Machine learning pipeline

This example is a simplified version of the Link Prediction pipeline described in the Machine learning section.

Create the graph

The following Cypher query creates the graph of a small social network in the Neo4j database.

CREATE
  (alice:Person {name: 'Alice', age: 38}),
  (michael:Person {name: 'Michael', age: 67}),
  (karin:Person {name: 'Karin', age: 30}),
  (chris:Person {name: 'Chris', age: 52}),
  (will:Person {name: 'Will', age: 6}),
  (mark:Person {name: 'Mark', age: 32}),
  (greg:Person {name: 'Greg', age: 29}),
  (veselin:Person {name: 'Veselin', age: 3}),

  (alice)-[:KNOWS]->(michael),
  (michael)-[:KNOWS]->(karin),
  (michael)-[:KNOWS]->(chris),
  (michael)-[:KNOWS]->(greg),
  (will)-[:KNOWS]->(michael),
  (will)-[:KNOWS]->(chris),
  (mark)-[:KNOWS]->(michael),
  (mark)-[:KNOWS]->(will),
  (greg)-[:KNOWS]->(chris),
  (veselin)-[:KNOWS]->(chris),
  (karin)-[:KNOWS]->(veselin),
  (chris)-[:KNOWS]->(karin)

The graph looks as follows:

LP example data.

The next query creates an in-memory graph called friends from the Neo4j graph. Since the Link Prediction model requires the graph to be undirected, the orientation of the :KNOWS relationship is discarded.

CALL gds.graph.project(
  'friends',
  {
    Person: {
      properties: ['age']
    }
  },
  {
    KNOWS: {
      orientation: 'UNDIRECTED'
    }
  }
)

Configure the pipeline

You can configure a machine learning pipeline with a sequence of Cypher queries.

The following configuration is simplified for convenience. As such, the model performance is not expected to be the best.
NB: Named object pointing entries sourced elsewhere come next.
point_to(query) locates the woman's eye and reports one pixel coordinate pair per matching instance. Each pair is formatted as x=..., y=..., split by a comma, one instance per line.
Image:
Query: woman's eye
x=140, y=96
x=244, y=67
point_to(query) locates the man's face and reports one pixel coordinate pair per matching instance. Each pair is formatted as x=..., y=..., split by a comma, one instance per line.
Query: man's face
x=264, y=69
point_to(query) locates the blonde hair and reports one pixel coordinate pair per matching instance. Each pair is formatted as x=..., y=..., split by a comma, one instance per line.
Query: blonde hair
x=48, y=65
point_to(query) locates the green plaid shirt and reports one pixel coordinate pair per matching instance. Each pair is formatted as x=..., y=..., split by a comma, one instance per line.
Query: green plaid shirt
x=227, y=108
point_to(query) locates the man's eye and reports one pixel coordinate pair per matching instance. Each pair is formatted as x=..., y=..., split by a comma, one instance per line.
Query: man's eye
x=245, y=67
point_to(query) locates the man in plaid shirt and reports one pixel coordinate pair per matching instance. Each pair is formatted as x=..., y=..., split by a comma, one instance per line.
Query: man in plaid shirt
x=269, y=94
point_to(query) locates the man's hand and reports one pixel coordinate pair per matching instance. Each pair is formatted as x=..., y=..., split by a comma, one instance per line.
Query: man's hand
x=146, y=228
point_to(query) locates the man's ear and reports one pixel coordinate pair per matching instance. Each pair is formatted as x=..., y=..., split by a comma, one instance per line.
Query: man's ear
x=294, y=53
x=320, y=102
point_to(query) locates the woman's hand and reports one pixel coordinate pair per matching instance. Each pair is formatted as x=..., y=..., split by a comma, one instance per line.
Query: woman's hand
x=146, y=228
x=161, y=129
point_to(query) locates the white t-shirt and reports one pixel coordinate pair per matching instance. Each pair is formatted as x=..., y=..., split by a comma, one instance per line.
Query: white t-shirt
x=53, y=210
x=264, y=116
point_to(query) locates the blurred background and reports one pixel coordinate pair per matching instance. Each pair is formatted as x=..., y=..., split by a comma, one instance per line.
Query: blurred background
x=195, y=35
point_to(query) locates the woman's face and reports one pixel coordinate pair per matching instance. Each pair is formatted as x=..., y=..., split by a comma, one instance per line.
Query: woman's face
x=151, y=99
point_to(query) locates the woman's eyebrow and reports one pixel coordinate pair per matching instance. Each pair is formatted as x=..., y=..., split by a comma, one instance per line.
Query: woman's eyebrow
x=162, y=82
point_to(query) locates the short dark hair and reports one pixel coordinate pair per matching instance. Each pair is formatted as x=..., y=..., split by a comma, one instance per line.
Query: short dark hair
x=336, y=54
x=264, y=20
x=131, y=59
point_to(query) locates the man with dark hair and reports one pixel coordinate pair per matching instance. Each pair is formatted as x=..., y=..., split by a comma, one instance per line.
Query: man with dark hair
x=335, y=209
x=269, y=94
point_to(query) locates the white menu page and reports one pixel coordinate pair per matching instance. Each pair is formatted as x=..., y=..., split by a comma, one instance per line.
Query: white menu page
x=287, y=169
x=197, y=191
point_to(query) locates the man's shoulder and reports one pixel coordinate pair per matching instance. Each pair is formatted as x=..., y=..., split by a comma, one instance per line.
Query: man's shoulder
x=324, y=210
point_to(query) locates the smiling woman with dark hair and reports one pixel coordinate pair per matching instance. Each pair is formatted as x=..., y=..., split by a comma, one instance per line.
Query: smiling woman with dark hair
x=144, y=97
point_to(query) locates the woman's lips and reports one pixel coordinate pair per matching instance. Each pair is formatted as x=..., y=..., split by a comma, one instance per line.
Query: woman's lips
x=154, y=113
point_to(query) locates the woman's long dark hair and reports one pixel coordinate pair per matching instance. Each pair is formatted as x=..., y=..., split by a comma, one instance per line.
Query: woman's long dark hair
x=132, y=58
CALL gds.beta.pipeline.linkPrediction.create('pipe');  (1)

CALL gds.beta.pipeline.linkPrediction.addFeature(  (2)
  'pipe',
  'cosine',
  {
    nodeProperties: ['age']
  }
);

CALL gds.beta.pipeline.linkPrediction.configureSplit(  (3)
  'pipe',
  {
    testFraction: 0.25,
    trainFraction: 0.6,
    validationFolds: 3
  }
);

CALL gds.beta.pipeline.linkPrediction.addLogisticRegression('pipe');  (4)
1 Create the pipeline and add it to the pipeline catalog.
2 Add the link features (only age here) and a feature type (cosine here).
3 Configure the train-test split and the number of folds for cross-validation.
4 Add a model candidate (a logistic regression with no further configuration here).

Train a model

Once configured, the pipeline is ready to train a model. The training process returns the best performing model with the specified evaluation metrics.

CALL gds.beta.pipeline.linkPrediction.train(
  'friends',  (1)
  {
    pipeline: 'pipe',  (2)
    modelName: 'lp-pipeline-model',  (3)
    targetRelationshipType: 'KNOWS',  (4)
    metrics: ['AUCPR'],  (5)
  }
)
YIELD modelInfo
RETURN
  modelInfo.bestParameters AS winningModel,  (6)
  modelInfo.metrics.AUCPR.train.avg AS avgTrainScore,  (7)
  modelInfo.metrics.AUCPR.validation.avg AS avgValidationScore,
  modelInfo.metrics.AUCPR.outerTrain AS outerTrainScore,
  modelInfo.metrics.AUCPR.test AS testScore
1 Name of the projected graph to use for training.
2 Name of the configured pipeline.
3 Name of the model to train.
4 Name of the relationship to train the model on.
5 Metrics used to evaluate the models (AUCPR here).
6 Parameters of the best performing model returned by the training process.
7 Evaluated metrics (here for AUCPR) of the best performing model returned by the training process.

Use the model for prediction

You can use the trained model to predict the probability that a link exists between two nodes in a projected graph.

CALL gds.beta.pipeline.linkPrediction.predict.stream(  (1)
  'friends',  (2)
  {
    modelName: 'lp-pipeline-model',  (3)
    topN: 5  (4)
  }
)
YIELD node1, node2, probability
RETURN
  gds.util.asNode(node1).name AS person1,
  gds.util.asNode(node2).name AS person2,
  probability
ORDER BY probability DESC, person1
1 Run the prediction in stream mode (return the predicted links as query results).
2 Name of the projected graph to run the prediction on.
3 Name of the model to use for prediction.
4 Maximum number of predicted relationships to output.

Next steps

Try to improve the performance of the training by using different model candidates, adding node properties to the features, or configuring autotuning.